Sarah Wild: Journalist, Scribbler, Ranter, Tea-drinker, and (Occasional) Author
Almost a decade ago — I’ve reached the age where I’m allowed to play fast and loose with exact dates — I quit my job at a respectable newspaper to backpack around Europe. There I was: an adventure-seeking 20-something with nothing to fill my days except wandering around strange cities, meeting even stranger people and wishing I’d saved more money before I’d left.
It was the beginning of my love affair with travel. I thought it would be a life-long relationship, filled with dirty weekends in exotic lands and a tempestuous tiff in smoke-filled bar.
But after two months, 25 flights and so.much.aeroplane food, I never want to leave home again. If you’re wondering why you haven’t received a Wild on Science newsletter in a while, it is because I have been on my couch, ignoring my cellphone and, through the application of many cups of tea, trying to get the sounds of screaming children and aeroplane engines out of my head.
One of the first things you’re taught as a journalist: do not bury the lead.
The most exciting thing in Sarah Land right now is that I finally appear to be breaking into the international market: here are my two stories in Nature (about community discontent around the SKA and university funding) and one in The Guardian (a fishing app to fight quotas).
I have some other (very) exciting things up my sleeve so, if you haven’t already, please subscribe to this newsletter to find out.
I try to give new countries the benefit of the doubt, but I did not like Australia and I doubt I will go back.
South Africa is alive with conversation: decolonising universities, the language of privilege, unpacking the kind of country and people we want to be. They’re not comfortable conversations, to be sure, but they are necessary. They ultimately — I believe — make us more feeling, aware and conscious people.
Those conversations are not happening in Australia. You do not see aboriginal people in government, in senior academic or research positions. I asked many officials and researchers about quota systems and they would laugh: “Nah, we don’t worry about those. You see, we were really good at killing them off here. Ha ha ha.” They laughed. Genocide was somehow funny. I doubt the 1-million aboriginals living in reservations — yes, reservations! in 2016! — feel the same way.
I was glad to come home, even though it was only a week before I left for Lindau in Germany.
These guys were the best thing about my time in Lindau, Germany. We were recipients of fellowships from the Academy of Science of South Africa (I was on the journalism one, naturally) to attend the Lindau Nobel laureates meeting.
I got to force selfies upon George Smoot (discoverer of the cosmic microwave background) and Vinton Cerf (father of the internet), but hanging out with fellow South Africans who I otherwise wouldn’t have met was still the best thing.
So as not to deprive you of experiencing Lindau vicariously, here’s a slide show, and two pieces I wrote, one on the need for mentorship (a culture we really don’t have in SA) and one of the next Nobel Prize for physics.
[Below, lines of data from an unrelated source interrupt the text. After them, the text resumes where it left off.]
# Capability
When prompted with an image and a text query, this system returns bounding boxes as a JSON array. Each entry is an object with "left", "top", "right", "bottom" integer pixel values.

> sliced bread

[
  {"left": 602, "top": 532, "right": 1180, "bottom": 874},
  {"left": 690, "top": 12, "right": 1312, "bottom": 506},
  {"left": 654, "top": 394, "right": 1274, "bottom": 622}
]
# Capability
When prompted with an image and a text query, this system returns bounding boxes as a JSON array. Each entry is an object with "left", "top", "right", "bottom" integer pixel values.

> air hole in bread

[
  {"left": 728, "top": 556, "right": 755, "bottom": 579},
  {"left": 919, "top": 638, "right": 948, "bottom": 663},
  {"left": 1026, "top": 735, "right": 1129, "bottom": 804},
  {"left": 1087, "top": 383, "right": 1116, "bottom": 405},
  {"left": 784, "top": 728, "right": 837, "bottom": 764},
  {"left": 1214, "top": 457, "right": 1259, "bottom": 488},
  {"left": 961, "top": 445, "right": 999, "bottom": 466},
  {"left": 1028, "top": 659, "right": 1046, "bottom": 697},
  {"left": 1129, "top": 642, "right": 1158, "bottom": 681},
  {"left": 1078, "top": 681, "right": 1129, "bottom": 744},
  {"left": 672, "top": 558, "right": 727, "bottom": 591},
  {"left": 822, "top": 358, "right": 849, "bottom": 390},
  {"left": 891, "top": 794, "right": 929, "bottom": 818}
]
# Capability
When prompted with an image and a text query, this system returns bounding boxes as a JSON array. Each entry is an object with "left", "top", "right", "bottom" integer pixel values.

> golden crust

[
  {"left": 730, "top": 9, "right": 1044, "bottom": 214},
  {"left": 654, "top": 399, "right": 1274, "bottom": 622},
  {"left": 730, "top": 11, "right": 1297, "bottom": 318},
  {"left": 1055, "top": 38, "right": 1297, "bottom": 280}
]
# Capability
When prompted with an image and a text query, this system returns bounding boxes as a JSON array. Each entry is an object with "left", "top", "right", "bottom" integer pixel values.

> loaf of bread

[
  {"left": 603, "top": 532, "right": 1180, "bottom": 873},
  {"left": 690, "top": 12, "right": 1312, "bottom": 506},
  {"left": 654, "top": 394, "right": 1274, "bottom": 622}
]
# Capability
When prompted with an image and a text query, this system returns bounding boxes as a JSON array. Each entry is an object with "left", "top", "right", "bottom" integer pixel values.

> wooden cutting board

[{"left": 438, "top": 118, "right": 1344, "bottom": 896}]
En route to England (Flights #22, #23, #24 and #25), I learned an important lesson: time travel does not exist. If it did I would have been bitch-slapped by a Future Sarah a long time ago.
This thought spiced up my self-recriminations during two eight-hour transits. I promised myself that I would not be so cheap again and that frugality was not the best option when picking flights. I say that every time.